Longevity Briefs: Could Limiting Dietary Methionine Improve Health In Old Age?

Longevity briefs provides a short summary of novel research in biology, medicine, or biotechnology that caught the attention of our researchers in Oxford, due to its potential to improve our health, wellbeing, and longevity.

The problem:

Changes in the metabolism are thought to be a core component of ageing and a key driver of age-related diseases. In essence, the way our bodies absorb, process and allocate nutrients and energy is disrupted with increasing age. Among the nutrients mishandled during ageing are the amino acids methionine and tyrosine. Methionine is an essential amino acid – a protein building block that can only be obtained from the diet. Previous research has shown that limiting methionine in the diet extends lifespan in various organisms, from yeast to rodents. Tyrosine, on the other hand, has been studied for its potential to improve cognitive health. However, the relationship between tyrosine and ageing is complex and not well understood.

When it comes to the treatment of ageing, it is important to know whether an intervention started in later life has a significant effect on the ageing process, or whether that intervention needs to be started in youth, before significant age-related deterioration has occurred. Interventions that work in late life are more desirable for obvious reasons. However, it wasn’t clear if methionine restriction constituted such a treatment. In this study, researchers investigate whether methionine restriction in late life is sufficient to improve health and slow biological ageing in mice, and also investigate the effects of inhibiting the degradation of tyrosine.

The discovery:

Researchers divided 18-month-old mice (roughly equivalent to middle-aged humans) into three groups containing 8-10 mice each, plus one additional group of 4-month-old young mice. The young mice and an older control group were fed a normal diet, while the methionine restriction group was fed a diet containing significantly lower levels of methionine. The third group was fed a normal diet but given nitisinone, a drug that inhibits the tyrosine degradation pathway. The study lasted 6 months.

The researchers found that despite starting later in life, methionine restriction improved several health markers in mice, including body weight (mostly through reduced fat mass), muscle function and lung function. These effects were more pronounced among male mice when compared to female mice, possibly because methionine levels increased significantly during normal ageing in male but not female mice. Overall frailty (scored based on 26 characteristics like gait and vision) was also reduced in the methionine restriction group compared to old mice fed a normal diet. However, when using epigenetic clocks (algorithms that estimate the biological rate of ageing based on changes to the DNA molecule), there was no significant difference between normally fed mice and methionine restricted mice. A separate experiment using a mouse model of Alzheimer’s disease also found improved muscle and kidney health with methionine restriction, but no changes to the burden of amyloid plaque, the key hallmark of Alzheimer’s disease.

Researchers also investigated the effects of a low sulphur amino acid diet (which primarily restricts the intake of methionine and cysteine) in a small subset of human participants from a separate clinical trial. As in the mice, there was no significant effect on biological age as estimated by epigenetic clocks.

The implications:

This research suggests that late-life methionine restriction can improve several aspects of health in mice but doesn’t have any significant effect on biological ageing, nor was biological ageing affected in humans. Yet while measurements of biological age are useful for assessing whether an intervention might be slowing ageing in the short term, what we really care about is whether health in older age can be improved. In that sense, methionine restriction was a success in mice, and is worthy of further exploration in humans. Inhibiting tyrosine degradation, on the other hand, showed no significant benefit. This finding contradicts previous animal studies and will need further investigation.

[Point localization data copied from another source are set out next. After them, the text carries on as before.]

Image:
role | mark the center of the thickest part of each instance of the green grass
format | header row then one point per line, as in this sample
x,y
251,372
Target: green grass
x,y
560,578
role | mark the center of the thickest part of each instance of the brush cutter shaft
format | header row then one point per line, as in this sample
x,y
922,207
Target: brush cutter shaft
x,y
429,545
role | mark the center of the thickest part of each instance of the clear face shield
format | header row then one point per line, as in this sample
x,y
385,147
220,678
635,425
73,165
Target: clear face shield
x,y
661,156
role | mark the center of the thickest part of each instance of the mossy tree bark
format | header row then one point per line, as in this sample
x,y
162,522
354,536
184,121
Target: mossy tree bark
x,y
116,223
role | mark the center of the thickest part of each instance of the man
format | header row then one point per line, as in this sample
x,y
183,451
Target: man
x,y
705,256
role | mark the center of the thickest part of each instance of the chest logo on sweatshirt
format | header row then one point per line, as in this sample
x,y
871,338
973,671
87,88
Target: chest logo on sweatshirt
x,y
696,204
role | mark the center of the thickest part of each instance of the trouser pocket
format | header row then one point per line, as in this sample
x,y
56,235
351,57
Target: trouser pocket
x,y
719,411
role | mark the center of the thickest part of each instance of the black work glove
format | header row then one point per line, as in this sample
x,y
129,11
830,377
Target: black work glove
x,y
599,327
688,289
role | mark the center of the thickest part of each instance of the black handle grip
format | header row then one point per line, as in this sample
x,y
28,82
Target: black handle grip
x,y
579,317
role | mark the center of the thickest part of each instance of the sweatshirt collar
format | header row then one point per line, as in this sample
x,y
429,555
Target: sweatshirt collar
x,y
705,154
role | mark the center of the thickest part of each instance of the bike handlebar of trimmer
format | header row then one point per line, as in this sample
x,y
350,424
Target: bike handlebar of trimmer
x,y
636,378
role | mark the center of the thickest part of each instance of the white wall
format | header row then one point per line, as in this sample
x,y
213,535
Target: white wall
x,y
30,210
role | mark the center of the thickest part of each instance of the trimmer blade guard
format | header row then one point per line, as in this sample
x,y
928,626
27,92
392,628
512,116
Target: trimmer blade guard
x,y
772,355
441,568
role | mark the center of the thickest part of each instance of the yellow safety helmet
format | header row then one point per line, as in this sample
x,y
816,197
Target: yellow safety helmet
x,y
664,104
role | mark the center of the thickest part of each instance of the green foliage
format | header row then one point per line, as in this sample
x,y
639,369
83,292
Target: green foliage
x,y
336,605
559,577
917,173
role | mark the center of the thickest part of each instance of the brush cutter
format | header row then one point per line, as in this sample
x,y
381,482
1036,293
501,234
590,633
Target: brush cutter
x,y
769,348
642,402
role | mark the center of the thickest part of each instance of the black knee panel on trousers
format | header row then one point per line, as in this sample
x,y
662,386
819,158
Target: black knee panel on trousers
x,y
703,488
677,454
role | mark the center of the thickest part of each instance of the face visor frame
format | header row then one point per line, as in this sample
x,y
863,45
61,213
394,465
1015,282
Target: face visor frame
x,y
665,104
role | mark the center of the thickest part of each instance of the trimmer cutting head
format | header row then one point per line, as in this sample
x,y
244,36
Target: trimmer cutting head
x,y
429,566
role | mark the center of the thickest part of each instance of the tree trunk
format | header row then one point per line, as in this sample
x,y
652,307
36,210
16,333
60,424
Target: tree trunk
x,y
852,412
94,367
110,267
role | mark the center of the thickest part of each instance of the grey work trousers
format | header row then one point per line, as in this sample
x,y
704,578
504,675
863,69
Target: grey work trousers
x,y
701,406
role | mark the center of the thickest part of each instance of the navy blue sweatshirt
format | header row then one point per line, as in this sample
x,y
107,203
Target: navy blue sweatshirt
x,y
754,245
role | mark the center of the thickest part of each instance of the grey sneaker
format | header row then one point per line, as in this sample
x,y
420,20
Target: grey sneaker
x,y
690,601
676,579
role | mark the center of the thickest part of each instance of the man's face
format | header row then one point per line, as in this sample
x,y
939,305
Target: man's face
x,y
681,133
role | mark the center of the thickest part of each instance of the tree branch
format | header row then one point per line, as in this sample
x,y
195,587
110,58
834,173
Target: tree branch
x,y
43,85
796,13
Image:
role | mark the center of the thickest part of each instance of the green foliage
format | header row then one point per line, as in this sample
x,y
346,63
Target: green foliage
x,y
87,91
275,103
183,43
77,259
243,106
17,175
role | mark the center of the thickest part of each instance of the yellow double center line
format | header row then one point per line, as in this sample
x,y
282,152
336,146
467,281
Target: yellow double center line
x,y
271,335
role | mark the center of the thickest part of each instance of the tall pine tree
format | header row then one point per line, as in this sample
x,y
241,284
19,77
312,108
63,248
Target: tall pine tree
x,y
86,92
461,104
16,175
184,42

Methionine is a fundamental building block of proteins, and the mechanisms through which methionine restriction could impact health are complex and numerous. Methionine levels impact oxidative stress (damage to cells caused by metabolic byproducts), growth signalling pathways and the regulation of fatty acids. Some humans studies already suggest that methionine restriction might help to ameliorate conditions like obesity and cancer. However, methionine cannot be synthesised in the body and so failing to obtain sufficient methionine from the diet can have significant health consequences. Cutting out methionine-rich foods could also inadvertently lead to other nutrient deficiencies. For these reasons, it isn’t advisable to embark on a methionine-restricted diet without some form of medical supervision.